How can I estimate the probability distribution of the profit on investment if I put my money in, say, S&P 500?

Beyond knowing my expected return, I want to know such things as: What are the chances my investment will be below 50% at the end of 5 years? What is the median expected value (the value at which I can be 50% sure my investment will be above that)?

closed as too broad by Grade 'Eh' Bacon, Michael, Nosrac, mhoran_psprep, Nathan L May 26 '17 at 21:37

Please edit the question to limit it to a specific problem with enough detail to identify an adequate answer. Avoid asking multiple distinct questions at once. See the How to Ask page for help clarifying this question. If this question can be reworded to fit the rules in the help center, please edit the question.

  • Are you asking for someone to provide you with research? You would estimate this by gathering the data and working up the statistics. – quid May 25 '17 at 23:08
  • @quid: I would have thought this is a very common thing and was hoping that someone could either link me to the probability distribution or explain to my why I'm wrong. – Zaz May 25 '17 at 23:29
  • The Personal Capital website does this for you and takes many factors into account. – gaefan May 26 '17 at 13:07
  • While you may not be aware of this, you are basically asking how to value your asset, and also forecast various possible events. When a question asks something like "I want to know such things as...", it is an indication that it is too broad to be answered here. If you have a specific question that is answerable, you may want to re-ask, but even the most concrete: "What is the probability that the S&P500 will be down 50% in 5 years?" is going to be very technical & opinionated, and already veering into the arena of "should I invest in the S&P500?" – Grade 'Eh' Bacon May 26 '17 at 15:33
  • 1
    @Grade'Eh'Bacon: I think that "what is the probability of being down X% in Y years" is likely too broad. But I think "how do I calculate the probability of being down X% in Y years" is on topic, and it seems to me like that is what this question is asking (although it could be asked better). I think it's legitimate to ask how to approach the question of estimating future returns, although the answer may be complicated. – BrenBarn May 26 '17 at 18:31

There is no simple answer to that, because no one knows exactly what the probability distribution of S&P 500 returns is.

Here is a sketch of one possible way to proceed.

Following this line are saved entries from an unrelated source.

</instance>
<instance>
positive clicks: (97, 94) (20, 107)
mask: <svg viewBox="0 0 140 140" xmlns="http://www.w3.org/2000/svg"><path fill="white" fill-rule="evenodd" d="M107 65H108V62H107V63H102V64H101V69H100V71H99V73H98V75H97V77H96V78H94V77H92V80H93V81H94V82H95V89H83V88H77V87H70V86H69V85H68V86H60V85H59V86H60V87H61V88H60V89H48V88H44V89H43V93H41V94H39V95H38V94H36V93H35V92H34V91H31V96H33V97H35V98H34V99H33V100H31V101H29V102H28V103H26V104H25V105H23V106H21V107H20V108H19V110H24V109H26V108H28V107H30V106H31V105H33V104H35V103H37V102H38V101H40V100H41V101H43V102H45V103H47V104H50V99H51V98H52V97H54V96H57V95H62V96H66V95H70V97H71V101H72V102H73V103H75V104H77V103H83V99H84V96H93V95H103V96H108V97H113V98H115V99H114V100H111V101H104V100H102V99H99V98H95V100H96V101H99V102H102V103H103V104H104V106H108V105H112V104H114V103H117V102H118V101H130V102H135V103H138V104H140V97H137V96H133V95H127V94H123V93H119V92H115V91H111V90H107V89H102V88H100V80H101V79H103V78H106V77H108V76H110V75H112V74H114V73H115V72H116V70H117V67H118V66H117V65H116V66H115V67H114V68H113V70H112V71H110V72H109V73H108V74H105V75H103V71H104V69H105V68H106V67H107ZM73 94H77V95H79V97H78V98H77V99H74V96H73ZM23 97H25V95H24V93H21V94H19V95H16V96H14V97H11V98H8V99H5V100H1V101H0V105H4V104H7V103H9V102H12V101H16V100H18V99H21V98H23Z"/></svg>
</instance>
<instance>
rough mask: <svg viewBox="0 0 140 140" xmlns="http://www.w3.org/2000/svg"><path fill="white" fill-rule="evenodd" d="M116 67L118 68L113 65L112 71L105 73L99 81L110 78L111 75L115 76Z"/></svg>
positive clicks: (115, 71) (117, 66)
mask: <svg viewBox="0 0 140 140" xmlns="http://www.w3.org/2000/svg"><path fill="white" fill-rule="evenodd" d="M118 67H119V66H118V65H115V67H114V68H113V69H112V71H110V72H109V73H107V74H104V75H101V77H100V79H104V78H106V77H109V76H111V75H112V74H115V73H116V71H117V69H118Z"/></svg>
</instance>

  1. Get data on past stock prices from something like Yahoo Finance or Google Finance.
  2. Run a bunch of simulations where you pick a random date in the paste and see what the return was 5 years later.
  3. Compute whatever stats you want on this (e.g., median return, chance of being down 50%).
  4. Cross your fingers.

Don't forget step 4! The problem is that the stock market is full of surprises, so this kind of "backtesting" can only reliably tell you about what already happened, not what will happen in the future. People argue about how much you can learn from this kind of analysis. However, it is at the least a clearly defined and objective process. I wouldn't advise investing your whole nest egg in anything based just on this, but I do think that it is relevant information.